Moving the declaration of I into the for(Set) loop (ie: putting it just before this while loop) should suffice - and a test case with 2 pubnames in the reverse order to CUs would demonstrate the fix?

(would be nice to do a binary search rather than a linear one on the CU offsets, since they are naturally sorted by offset)

MaskRay added inline comments.Nov 13 2018, 10:06 AM
lld/trunk/ELF/SyntheticSections.cpp
2432 ↗(On Diff #173818)

I used std::lower_bound(CUs.begin(), CUs.end(), ...) - CUs.begin()) in a former version but @ruiu thought it was too complicated...

dblaikie added inline comments.Nov 13 2018, 10:11 AM
lld/trunk/ELF/SyntheticSections.cpp
2432 ↗(On Diff #173818)

*nod* std::lower_bound is a somewhat awkward API, but the general goal of using a binary search still seems achievable with readable/not-so-awkward code.
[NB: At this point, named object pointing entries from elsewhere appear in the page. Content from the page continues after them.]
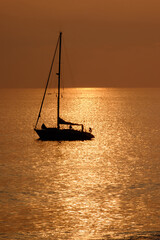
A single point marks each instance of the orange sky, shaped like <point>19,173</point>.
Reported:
<point>110,43</point>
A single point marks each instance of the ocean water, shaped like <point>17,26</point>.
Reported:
<point>107,188</point>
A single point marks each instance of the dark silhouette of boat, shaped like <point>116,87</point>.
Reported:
<point>58,133</point>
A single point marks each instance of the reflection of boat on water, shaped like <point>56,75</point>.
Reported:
<point>59,134</point>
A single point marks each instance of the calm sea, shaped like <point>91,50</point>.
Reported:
<point>107,188</point>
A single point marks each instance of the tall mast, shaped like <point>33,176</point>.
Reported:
<point>59,78</point>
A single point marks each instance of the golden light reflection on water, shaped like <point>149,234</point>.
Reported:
<point>98,189</point>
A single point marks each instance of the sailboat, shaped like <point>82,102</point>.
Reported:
<point>58,133</point>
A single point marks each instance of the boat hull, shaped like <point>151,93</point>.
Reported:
<point>54,134</point>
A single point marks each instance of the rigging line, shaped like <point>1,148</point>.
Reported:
<point>47,83</point>
<point>69,64</point>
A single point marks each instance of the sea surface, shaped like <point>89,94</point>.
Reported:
<point>107,188</point>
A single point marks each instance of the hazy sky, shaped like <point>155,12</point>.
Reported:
<point>109,43</point>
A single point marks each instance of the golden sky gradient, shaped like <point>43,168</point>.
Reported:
<point>110,43</point>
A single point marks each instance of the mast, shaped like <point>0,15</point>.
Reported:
<point>59,78</point>
<point>47,84</point>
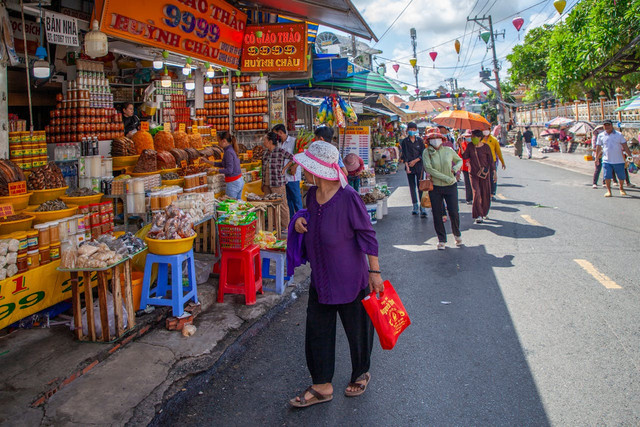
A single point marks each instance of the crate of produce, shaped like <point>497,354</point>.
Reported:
<point>236,237</point>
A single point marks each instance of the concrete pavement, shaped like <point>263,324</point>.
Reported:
<point>510,329</point>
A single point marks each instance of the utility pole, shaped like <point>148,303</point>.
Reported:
<point>416,69</point>
<point>496,71</point>
<point>453,82</point>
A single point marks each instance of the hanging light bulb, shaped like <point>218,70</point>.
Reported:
<point>41,68</point>
<point>208,87</point>
<point>210,71</point>
<point>262,83</point>
<point>190,83</point>
<point>186,70</point>
<point>96,44</point>
<point>165,80</point>
<point>158,62</point>
<point>224,90</point>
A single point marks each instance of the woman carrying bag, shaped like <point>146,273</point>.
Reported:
<point>481,165</point>
<point>442,163</point>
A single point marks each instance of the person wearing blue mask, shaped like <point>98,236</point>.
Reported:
<point>411,149</point>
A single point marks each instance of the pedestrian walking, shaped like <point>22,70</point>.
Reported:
<point>598,165</point>
<point>481,163</point>
<point>612,145</point>
<point>443,163</point>
<point>230,165</point>
<point>528,136</point>
<point>496,153</point>
<point>335,235</point>
<point>519,141</point>
<point>411,148</point>
<point>465,140</point>
<point>293,174</point>
<point>275,162</point>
Having a convenient binary search API that takes a lambda/functor without also taking the comparison object, instead relying on the functor to have that parameter hardcoded/captured, seems useful. Not sure what to name it (naming it llvm::binary_search would be likely to get mixed up with the interface to std::binary_search, which has the similar API quirks to std::lower_bound, unfortunately) though.